Dari ‘Abdullah bin ‘Amr bin al-‘Ash radhiyallahu ‘anhu bahwa
Rasulullah shallallahu ‘alaihi wa sallam bersabda:
يُغْفَرُ لِلشَّهِيْدِ كُلُّ ذَنْبٍ إِلَّا الدَّيْنَ.
(رواه مسلم)
“Orang yang mati
syahid diampuni seluruh dosanya, kecuali hutang”. (HR. Muslim).
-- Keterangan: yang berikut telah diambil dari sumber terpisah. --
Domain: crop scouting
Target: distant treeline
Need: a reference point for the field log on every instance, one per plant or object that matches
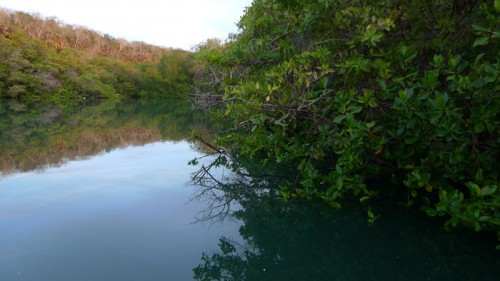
(45, 58)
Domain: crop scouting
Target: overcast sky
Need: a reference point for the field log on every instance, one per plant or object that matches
(168, 23)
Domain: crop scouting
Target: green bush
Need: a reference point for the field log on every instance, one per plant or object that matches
(354, 91)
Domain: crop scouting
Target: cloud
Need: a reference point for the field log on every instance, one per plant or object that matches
(170, 23)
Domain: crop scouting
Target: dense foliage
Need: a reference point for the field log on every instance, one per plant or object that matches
(355, 91)
(42, 58)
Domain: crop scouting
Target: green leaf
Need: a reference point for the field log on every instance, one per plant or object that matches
(364, 198)
(480, 41)
(488, 190)
(480, 27)
(339, 119)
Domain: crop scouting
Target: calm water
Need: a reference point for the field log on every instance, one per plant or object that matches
(103, 191)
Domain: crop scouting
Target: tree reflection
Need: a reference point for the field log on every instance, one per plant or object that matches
(39, 135)
(306, 241)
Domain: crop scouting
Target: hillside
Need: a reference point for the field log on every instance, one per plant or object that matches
(45, 58)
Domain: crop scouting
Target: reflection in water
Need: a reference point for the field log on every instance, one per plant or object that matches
(304, 241)
(38, 135)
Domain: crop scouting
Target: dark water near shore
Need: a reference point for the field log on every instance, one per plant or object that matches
(103, 191)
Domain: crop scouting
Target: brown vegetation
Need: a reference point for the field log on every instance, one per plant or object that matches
(61, 36)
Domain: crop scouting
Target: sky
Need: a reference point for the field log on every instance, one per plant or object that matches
(168, 23)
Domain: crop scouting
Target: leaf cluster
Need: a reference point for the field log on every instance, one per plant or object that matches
(358, 91)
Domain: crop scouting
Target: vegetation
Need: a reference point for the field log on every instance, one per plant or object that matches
(44, 58)
(352, 92)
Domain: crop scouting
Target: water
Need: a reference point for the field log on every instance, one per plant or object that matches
(103, 191)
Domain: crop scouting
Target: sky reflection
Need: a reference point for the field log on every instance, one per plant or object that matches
(117, 216)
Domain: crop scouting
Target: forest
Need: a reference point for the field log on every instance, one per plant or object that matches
(366, 101)
(392, 102)
(43, 58)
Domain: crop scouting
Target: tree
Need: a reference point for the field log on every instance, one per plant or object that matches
(351, 92)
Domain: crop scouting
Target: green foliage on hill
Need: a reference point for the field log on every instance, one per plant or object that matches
(41, 58)
(356, 91)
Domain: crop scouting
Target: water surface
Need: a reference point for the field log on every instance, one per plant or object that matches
(103, 191)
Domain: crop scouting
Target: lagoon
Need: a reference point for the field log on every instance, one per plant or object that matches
(103, 191)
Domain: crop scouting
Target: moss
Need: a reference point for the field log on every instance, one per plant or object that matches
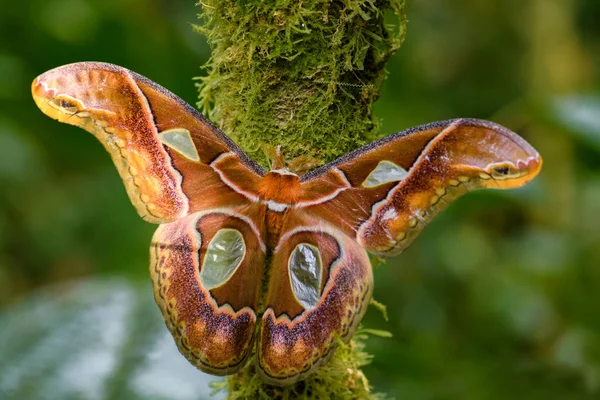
(340, 379)
(301, 74)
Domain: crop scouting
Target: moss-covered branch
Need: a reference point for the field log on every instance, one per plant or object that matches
(303, 75)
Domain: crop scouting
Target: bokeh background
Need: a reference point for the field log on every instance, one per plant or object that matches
(499, 298)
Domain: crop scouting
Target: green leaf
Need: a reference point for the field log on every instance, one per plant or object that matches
(95, 339)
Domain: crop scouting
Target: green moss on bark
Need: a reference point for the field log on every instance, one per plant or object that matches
(300, 74)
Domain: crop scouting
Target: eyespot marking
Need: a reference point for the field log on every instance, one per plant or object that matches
(305, 269)
(180, 140)
(224, 255)
(385, 172)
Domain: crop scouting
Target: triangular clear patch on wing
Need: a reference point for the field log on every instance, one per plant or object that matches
(306, 268)
(180, 140)
(385, 172)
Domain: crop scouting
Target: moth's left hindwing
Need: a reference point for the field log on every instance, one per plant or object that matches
(206, 269)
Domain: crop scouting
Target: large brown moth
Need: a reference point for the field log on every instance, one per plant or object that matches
(229, 228)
Terlebih lagi jika yang bersangkutan memang tidak ada
niat untuk membayar hutangnya, maka dia benar-benar akan bertemu Allah sebagai seorang
pencuri. (Na’udzubillahi mindzalika).
Dari Shuhaib bin al-Khair radhiyallahu ‘anhu, dari Rasulullah
shallallahu ‘alaihi wa sallam bersabda:
أَيُّمَـا رَجُلٍ تَدَيَّنَ دَيْنًا وَهُوَ مُـجْمِعٌ
أَنْ لَا يُوَفِّيَهُ إِيَّاهُ لَقِيَ اللّٰـهَ سَارِقًا. (رواه ابن ماجه)
“Siapa saja yang
berutang, sedang ia berniat tidak melunasi hutangnya maka ia akan bertemu
Allah
sebagai seorang pencuri”. (HR. Ibnu Mâjah).
Saudaraku,
Mengingat betapa beratnya tanggung-jawab terhadap hutang
tersebut, maka sebaiknya saudaraku ingatkan akan tanggung-jawabnya untuk
mengembalikan hutangnya.
Jika saudaraku mempunyai kekuasaan, hendaknya saudaraku
ingatkan dengan kekuasaan. Namun jika saudaraku tidak mampu menagih hutangnya dengan tangan/kekuasaan, maka dengan lisan saudaraku. Artinya jika
saudaraku mempunyai bekal ilmu yang cukup, sebaiknya saudaraku ajak untuk
berdiskusi dengan menyertakan hujjah (keterangan, alasan, bukti, atau argumentasi) yang
kuat disertai dengan dalil-dalil yang mendasarinya, dengan
harapan semoga yang bersangkutan bisa segera mengembalikan hutangnya.
Dari Abu Sa’id Al Khudry
radhiyallahu ’anhu berkata: saya mendengar Rasulullah shallallahu ‘alahi wa
sallam bersabda:
مَنْ رَأَى مِنْكُمْ مُنْكَرًا فَلْيُغَيِّرْهُ
بِيَدِهِ، فَإِنْ لَمْ يَسْتَطِعْ فَبِلِسَانِهِ، وَمَنْ لَمْ يَسْتَطِعْ
فَبِقَلْبِهِ، وَذَلِكَ أَضْعَفُ الْإِيْمَانِ. (رواه مسلم)
“Barang
siapa di
antara kalian yang melihat kemungkaran, hendaknya mengubahnya dengan tangannya.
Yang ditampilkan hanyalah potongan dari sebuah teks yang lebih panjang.